The crucified devotees spent several minutes on the cross while thousands of tourists watched the spectacle in Cutud and neighboring villages in Pampanga province, about 50 miles north of the capital, The Associated Press reported. They had 5-inch stainless steel nails driven into their hands before they were hanged on wooden crosses.
They believe such extreme sacrifices are a way to atone for their sins, attain miracle cures for illnesses, or give thanks to God – which the Catholic Church denounces.
"We do this because of our faith not because we're paid," Reuters quoted Ruben Inaje, a house painter who has played the role of Christ for 27 years, as saying. "Two years ago, I said it would be the last time I'd do it. But every time I say that, my wife gets sick. I guess God wants me to continue this sacrifice as a lifetime vow."
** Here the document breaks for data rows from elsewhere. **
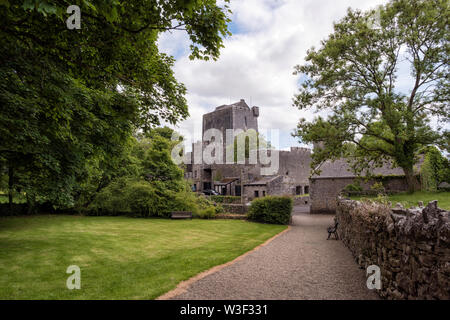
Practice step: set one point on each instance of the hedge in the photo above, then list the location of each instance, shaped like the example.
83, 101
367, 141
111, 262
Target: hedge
271, 209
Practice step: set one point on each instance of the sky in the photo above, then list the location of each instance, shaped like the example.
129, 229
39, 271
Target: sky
269, 38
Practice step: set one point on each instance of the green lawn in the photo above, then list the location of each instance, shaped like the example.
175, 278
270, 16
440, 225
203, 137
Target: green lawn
408, 200
119, 257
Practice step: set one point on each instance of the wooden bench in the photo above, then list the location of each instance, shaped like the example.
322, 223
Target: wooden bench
181, 215
333, 230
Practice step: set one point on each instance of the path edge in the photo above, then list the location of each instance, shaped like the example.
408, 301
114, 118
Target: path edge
184, 285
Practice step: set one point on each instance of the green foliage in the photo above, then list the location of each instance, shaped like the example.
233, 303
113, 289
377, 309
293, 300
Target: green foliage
353, 77
71, 99
435, 169
271, 209
226, 199
412, 199
378, 188
353, 187
141, 198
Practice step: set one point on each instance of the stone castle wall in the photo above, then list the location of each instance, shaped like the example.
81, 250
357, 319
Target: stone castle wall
411, 246
324, 191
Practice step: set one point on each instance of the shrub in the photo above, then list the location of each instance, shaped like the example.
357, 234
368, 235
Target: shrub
378, 188
271, 209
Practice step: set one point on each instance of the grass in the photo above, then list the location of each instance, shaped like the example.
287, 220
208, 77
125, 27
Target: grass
119, 257
409, 200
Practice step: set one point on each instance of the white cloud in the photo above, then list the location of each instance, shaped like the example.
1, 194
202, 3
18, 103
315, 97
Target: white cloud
257, 63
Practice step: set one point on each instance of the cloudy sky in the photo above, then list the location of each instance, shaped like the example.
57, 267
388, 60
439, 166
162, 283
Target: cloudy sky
269, 38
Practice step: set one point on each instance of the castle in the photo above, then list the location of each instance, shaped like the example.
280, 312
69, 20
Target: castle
231, 176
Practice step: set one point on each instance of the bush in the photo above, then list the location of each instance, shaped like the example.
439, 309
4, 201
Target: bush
141, 198
271, 209
378, 188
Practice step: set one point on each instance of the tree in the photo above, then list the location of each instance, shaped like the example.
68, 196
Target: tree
354, 77
71, 97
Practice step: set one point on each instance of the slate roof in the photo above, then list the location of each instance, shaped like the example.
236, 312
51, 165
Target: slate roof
241, 103
340, 169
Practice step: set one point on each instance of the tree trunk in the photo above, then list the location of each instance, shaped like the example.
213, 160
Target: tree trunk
10, 186
411, 179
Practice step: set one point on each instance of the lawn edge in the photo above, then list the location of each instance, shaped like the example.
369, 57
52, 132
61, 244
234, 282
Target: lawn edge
184, 285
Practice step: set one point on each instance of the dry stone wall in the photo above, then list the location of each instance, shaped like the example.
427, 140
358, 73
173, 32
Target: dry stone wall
411, 246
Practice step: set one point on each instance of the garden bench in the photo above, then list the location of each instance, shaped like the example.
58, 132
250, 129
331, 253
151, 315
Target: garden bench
333, 230
181, 215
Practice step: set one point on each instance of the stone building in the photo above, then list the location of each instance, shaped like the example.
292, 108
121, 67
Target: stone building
336, 175
290, 178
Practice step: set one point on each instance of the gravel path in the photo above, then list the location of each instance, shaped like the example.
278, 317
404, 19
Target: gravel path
299, 264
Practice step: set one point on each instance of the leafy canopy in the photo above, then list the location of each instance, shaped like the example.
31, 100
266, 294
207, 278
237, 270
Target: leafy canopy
355, 78
70, 99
The tourists created a circus-like atmosphere. "It's my first time to witness a man being crucified," Charlotte Johansen, a Norwegian non-government organization worker, was quoted as saying. She was taking pictures with her friends.
Earlier during the day, hooded male penitents marched through villages while flagellating themselves with makeshift whips. Two men and a woman separately carried wooden crosses to dramatize Christ's sacrifice.
The ritual started in the province about six decades ago as a form of religious vow by poor people seeking forgiveness, a cure for illness and the fulfillment of other wishes.
Catholic bishops of the nation with Asia's largest Christian population had warned the faithful against resorting to extreme forms of sacrifice, but their calls were not heeded. The government said it cannot stop devotees from crucifying and whipping themselves.
"We are in no position to suppress them," Auxiliary Bishop Pablo Virgilio David stated. "I do not think it is right to close our doors to them just because they are more attracted to these folk practices than to our Roman liturgy which they may find too foreign or cerebral."
According to Catholic Herald, Archbishop Jose Palma of Cebu, president of the Philippine Bishops' Conference, said that the real spirit of the observance of the Holy Week is "conversion of oneself. Let us concentrate more on the prayers. These are the wonderful ways of celebrating the Holy Week."
Bishop Joel Baylon of Legazpi, chairman of the bishops' commission on youth, said there are "other forms of sacrifice and suffering that would lead to real conversion." "The Lord appreciates all these forms of sacrifices, but sometimes the kind of sacrifice that we impose on ourselves is not what the Lord wants us to do," he said.